Fine. That, too, I can accept. A drow guide in the Underdark who possesses a vested interest in seeing us return safely to the surface would be a useful resource indeed, and possibly the description has sufficient in common with that arrogant, supercilious son of an otyugh to grant us a measure of safety in traversing one of the most inhospitable environments in Faerûn. My misgivings on the subject are near-endless, but chief among them are a) it would be trivially simple for him to betray us under these circumstances; b) while he may want the Tyrran dead, we are utterly disposable or else he would not have chosen us for the task; c) if the potential prize is substantial enough to come to the attention of the Red Wizards, it is certainly something the drow would want.

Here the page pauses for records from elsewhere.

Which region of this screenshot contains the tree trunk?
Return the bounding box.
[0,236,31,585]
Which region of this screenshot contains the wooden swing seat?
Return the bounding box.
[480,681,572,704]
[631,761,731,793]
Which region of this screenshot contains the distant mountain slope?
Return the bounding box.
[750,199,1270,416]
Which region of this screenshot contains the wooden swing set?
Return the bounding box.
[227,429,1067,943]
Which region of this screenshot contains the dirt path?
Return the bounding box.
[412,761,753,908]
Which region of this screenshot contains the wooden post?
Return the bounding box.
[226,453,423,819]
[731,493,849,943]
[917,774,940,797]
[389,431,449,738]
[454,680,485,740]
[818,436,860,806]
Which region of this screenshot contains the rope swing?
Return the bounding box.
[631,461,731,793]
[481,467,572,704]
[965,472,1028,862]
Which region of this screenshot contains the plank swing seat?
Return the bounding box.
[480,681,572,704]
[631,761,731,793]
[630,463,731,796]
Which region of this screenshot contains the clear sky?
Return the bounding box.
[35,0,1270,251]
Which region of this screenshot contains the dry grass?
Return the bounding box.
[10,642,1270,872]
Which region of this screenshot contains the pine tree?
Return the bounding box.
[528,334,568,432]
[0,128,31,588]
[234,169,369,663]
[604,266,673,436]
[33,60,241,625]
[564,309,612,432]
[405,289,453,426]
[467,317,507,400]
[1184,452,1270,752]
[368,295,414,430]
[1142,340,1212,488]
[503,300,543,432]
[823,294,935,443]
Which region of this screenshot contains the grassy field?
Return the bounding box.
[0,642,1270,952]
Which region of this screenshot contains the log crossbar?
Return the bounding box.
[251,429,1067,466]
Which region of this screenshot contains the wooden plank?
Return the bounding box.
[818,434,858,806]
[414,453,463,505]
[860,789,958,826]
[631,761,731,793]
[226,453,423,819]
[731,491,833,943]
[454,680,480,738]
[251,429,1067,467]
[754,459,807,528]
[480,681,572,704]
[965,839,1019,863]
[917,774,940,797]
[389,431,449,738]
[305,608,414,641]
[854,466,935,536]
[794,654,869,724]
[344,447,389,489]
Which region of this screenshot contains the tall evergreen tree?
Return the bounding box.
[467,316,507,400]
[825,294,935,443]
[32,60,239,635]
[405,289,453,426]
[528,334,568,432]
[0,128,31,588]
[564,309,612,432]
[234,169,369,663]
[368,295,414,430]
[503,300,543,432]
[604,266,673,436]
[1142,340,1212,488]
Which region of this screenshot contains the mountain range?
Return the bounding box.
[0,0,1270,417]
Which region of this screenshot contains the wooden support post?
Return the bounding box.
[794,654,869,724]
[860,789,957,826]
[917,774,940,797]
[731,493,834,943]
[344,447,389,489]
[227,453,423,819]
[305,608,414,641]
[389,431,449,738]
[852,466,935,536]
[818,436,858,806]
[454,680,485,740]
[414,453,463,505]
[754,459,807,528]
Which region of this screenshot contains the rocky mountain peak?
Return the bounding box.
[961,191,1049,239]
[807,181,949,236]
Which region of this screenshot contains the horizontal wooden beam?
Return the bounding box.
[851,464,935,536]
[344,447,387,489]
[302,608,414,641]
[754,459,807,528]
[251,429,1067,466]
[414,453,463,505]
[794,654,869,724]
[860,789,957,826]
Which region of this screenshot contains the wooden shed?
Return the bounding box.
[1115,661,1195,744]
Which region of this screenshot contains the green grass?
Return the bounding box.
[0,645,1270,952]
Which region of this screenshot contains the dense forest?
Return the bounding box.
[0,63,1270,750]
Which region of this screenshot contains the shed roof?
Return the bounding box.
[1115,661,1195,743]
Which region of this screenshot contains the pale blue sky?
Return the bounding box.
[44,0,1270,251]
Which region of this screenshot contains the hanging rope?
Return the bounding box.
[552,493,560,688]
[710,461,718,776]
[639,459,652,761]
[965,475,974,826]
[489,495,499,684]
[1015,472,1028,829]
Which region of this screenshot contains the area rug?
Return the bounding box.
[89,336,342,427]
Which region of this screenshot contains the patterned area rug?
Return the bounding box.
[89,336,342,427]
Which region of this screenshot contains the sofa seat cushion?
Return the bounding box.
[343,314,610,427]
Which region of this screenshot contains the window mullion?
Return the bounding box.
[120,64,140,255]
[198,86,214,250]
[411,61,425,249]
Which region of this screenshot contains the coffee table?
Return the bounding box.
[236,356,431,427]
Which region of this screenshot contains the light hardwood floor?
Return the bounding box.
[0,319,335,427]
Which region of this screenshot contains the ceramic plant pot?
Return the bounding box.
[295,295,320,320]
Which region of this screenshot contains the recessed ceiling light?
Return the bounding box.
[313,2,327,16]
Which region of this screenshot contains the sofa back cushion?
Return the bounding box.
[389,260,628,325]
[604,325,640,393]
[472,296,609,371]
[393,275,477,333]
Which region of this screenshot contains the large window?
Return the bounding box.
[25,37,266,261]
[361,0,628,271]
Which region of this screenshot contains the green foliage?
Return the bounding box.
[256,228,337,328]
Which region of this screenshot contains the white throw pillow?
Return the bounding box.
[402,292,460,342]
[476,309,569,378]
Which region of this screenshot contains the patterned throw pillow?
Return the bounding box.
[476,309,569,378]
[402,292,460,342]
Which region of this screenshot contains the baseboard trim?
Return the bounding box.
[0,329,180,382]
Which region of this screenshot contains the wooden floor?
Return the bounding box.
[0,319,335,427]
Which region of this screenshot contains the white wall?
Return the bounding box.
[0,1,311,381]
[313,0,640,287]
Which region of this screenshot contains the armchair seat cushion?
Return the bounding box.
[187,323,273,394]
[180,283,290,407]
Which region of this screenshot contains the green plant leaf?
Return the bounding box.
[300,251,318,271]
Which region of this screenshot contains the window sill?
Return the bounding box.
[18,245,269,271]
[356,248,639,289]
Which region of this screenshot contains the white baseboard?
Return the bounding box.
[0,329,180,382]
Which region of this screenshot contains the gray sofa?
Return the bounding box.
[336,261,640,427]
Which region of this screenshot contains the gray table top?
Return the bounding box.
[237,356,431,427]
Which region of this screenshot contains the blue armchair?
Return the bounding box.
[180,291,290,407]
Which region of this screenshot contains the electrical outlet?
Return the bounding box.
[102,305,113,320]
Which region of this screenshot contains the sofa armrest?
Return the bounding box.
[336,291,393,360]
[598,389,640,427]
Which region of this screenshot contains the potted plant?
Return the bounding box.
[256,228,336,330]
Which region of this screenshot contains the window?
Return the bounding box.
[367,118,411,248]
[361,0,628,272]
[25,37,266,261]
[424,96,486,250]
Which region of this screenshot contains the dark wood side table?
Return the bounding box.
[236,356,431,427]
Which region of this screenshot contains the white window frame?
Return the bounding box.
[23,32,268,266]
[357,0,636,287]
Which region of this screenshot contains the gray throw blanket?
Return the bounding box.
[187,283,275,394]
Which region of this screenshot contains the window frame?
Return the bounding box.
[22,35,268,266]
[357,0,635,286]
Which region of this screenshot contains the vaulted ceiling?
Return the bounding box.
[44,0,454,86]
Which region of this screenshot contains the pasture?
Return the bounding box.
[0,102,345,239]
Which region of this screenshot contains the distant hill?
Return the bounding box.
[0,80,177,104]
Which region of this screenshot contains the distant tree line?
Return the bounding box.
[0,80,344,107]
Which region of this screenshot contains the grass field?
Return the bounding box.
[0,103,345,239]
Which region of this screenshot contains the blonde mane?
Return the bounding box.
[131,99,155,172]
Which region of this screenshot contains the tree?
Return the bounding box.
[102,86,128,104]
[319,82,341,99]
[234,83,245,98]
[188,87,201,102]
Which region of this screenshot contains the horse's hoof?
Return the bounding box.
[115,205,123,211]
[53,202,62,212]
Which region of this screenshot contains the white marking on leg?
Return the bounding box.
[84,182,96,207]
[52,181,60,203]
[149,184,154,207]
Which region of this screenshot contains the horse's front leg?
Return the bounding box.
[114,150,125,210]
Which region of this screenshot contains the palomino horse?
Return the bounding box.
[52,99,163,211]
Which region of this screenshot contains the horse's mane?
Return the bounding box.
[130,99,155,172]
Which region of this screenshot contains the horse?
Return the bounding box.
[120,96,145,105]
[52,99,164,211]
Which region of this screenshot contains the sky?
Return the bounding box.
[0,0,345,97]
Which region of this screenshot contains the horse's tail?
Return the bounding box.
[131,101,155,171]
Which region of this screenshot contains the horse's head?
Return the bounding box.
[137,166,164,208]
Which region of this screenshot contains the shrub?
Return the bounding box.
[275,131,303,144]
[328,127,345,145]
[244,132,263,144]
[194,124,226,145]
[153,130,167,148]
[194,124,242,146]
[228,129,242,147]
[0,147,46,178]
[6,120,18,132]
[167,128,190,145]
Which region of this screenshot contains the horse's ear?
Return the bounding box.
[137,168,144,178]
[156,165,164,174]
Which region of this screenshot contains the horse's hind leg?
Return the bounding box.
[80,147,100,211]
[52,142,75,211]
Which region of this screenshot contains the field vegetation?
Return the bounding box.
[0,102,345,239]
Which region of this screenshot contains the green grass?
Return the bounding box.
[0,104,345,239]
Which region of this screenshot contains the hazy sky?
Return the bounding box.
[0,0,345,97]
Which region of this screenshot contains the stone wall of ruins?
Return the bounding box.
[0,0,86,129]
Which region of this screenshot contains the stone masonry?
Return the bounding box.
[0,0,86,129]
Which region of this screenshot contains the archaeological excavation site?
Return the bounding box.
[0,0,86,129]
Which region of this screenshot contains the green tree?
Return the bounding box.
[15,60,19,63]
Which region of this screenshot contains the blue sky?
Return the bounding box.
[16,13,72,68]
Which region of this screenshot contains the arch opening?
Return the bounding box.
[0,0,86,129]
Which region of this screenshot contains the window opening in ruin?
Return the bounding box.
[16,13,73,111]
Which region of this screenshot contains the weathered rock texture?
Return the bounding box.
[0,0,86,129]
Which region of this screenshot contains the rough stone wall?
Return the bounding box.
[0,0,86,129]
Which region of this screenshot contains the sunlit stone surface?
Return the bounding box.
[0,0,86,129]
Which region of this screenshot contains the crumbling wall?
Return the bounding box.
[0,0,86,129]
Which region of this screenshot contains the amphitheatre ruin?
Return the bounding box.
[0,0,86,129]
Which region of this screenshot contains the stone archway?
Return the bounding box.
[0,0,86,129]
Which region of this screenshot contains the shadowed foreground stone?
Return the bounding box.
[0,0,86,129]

For the sake of completeness, I should add the completely obvious: this tome may not exist. It is entirely possible that the Ambassador to Waterdeep intended her letter to lure myself, any of those from the Thayan Enclave, or any of their known associates for menial tasks, into a trap laid at Philock. I shall prepare for that possibility as well; if I can leverage it to dispose of inconveniences and dangers, I shall be well pleased.
What was said in front of the syphilitic, soot-stained spider-spawn was almost harmless. Admittedly Harper was less than adept at concealing the fact that I expected to find something specific in the ruins of Philock, but only the husk of an illithid’s meal would believe I’d go out into the Underdark for whimsy or to satisfy some nebulous curiosity.
No. The danger, the idiocy, is that I explained exactly what I was looking for to the others. In an unsecured room. Which the revolting, pointy-eared grease-stain has had access to for an unspecified amount of time. After I knew he possessed some spell-casting ability. After he gave Katy an ostentatious hat, which I did not check for enchantment. The inn is owned by a spell-caster of at least sufficient skill to animate a skeleton, and his affiliations are unknown. There is a displacer beast which seems to live here. The walls and door are none too solid.
And it is for this that I cannot forgive myself. I have neither enough ink nor enough pages in this journal to detail all the means by which anyone might have heard what I was saying. My stupidity is staggering. I am a Divination specialist, a Red Wizard of Thay; I know magical eavesdropping, and I took no precautions. I have been away from home too long.
The situation, I hope, is not irredeemable, but I cannot afford to continue making errors of this sort. I must remember who I am, and how I have survived. This damnable drow has manoeuvred me to his liking; let it be so for now. He quoted an Underdark saying: well, this is a Thayan one that is equally worth remembering.
The following eight words are written in Thayan Mulhorandi. Set by themselves in the middle of the page, they are the only unencrypted letters in the entire journal.
Any tool worth using cuts the wielder’s hand.